I'm hoping someone has some experience or advice because I'm just so upset and discouraged right now. Originally I was concerned about an 18 yr old DUI but I researched and found that since I was never convicted, it did not need to be disclosed (actually says that very clearly on the Good Moral Character worksheet). So I figured I'm fine! But my ATT still wasn't arriving. Finally I got through to pcshq and I was told that something came up on the Adam Walsh/CPS registry check. The only dealings I ever had with CPS is the same year as my DUI, one of my neighbors got angry at me and called CPS, saying my kids were neglected. They were definitely not neglected. I was not in a great place personally at the time- my kids father had died a couple years prior, I foolishly remarried and had separated, my choice in men was not the greatest, and I went out drinking with my girlfriends (hence the DUI) and had loud parties on the weekends when my kids were at my mom's. However, that does not equal child neglect. My kids were healthy, happy, well fed, well dressed and clean, loved, and supervised.

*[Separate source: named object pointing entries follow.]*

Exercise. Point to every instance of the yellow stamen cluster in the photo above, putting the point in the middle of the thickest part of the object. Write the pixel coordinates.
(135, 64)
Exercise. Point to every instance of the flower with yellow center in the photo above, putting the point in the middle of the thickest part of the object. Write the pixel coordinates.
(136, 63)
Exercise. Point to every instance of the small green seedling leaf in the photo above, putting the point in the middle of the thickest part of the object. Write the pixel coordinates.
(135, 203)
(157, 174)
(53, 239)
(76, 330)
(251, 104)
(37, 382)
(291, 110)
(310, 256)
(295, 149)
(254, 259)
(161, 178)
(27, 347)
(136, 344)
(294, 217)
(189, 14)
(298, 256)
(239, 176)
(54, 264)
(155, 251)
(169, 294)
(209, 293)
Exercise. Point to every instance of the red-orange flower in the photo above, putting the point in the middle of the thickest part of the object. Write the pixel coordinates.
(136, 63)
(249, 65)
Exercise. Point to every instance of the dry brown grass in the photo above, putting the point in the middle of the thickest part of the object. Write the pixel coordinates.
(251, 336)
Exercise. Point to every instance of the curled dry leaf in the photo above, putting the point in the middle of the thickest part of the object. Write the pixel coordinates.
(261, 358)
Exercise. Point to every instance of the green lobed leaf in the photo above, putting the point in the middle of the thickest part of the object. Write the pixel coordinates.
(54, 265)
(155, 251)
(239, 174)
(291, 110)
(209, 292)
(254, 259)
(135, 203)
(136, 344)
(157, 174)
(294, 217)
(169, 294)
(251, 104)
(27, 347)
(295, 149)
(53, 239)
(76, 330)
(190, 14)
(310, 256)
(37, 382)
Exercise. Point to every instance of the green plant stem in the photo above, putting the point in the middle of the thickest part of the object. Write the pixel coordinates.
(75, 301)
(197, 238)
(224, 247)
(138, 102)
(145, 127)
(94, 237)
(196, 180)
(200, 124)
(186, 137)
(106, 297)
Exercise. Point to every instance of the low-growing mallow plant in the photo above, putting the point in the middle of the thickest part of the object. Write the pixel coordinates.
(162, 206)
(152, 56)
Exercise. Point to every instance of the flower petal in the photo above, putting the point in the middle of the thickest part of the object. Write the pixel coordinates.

CPS came out to my house twice. The first time, we had just gotten home from camping and the house was a mess, which apparently concerned them enough to warrant a second visit. They did talk to the kids without me present in the room, with my permission, and noted that there were no concerns there. The second visit, they popped in on a normal day, saw that all was well, and that was the last time I saw them. This was 18 years ago but I do remember calling them to be certain that they had closed the case. I wish I had paperwork or could remember more details. But I assumed that my name was cleared and didn't really think more of it. I have also worked with DDS individuals and at LTC for the past decade, and never encountered a problem. So I am shocked that something came up. I'm going to get the Adam Walsh form notarized so I can get my records on Monday. But I'm really scared about this and so angry because although I'm not perfect and have made my mistakes, I was always a good mom. My kids are outraged about this because they know the kind of mom I was/am and how much becoming a nurse means to me.
Is there anything else I should be doing? Has anyone been through something like this? Thanks.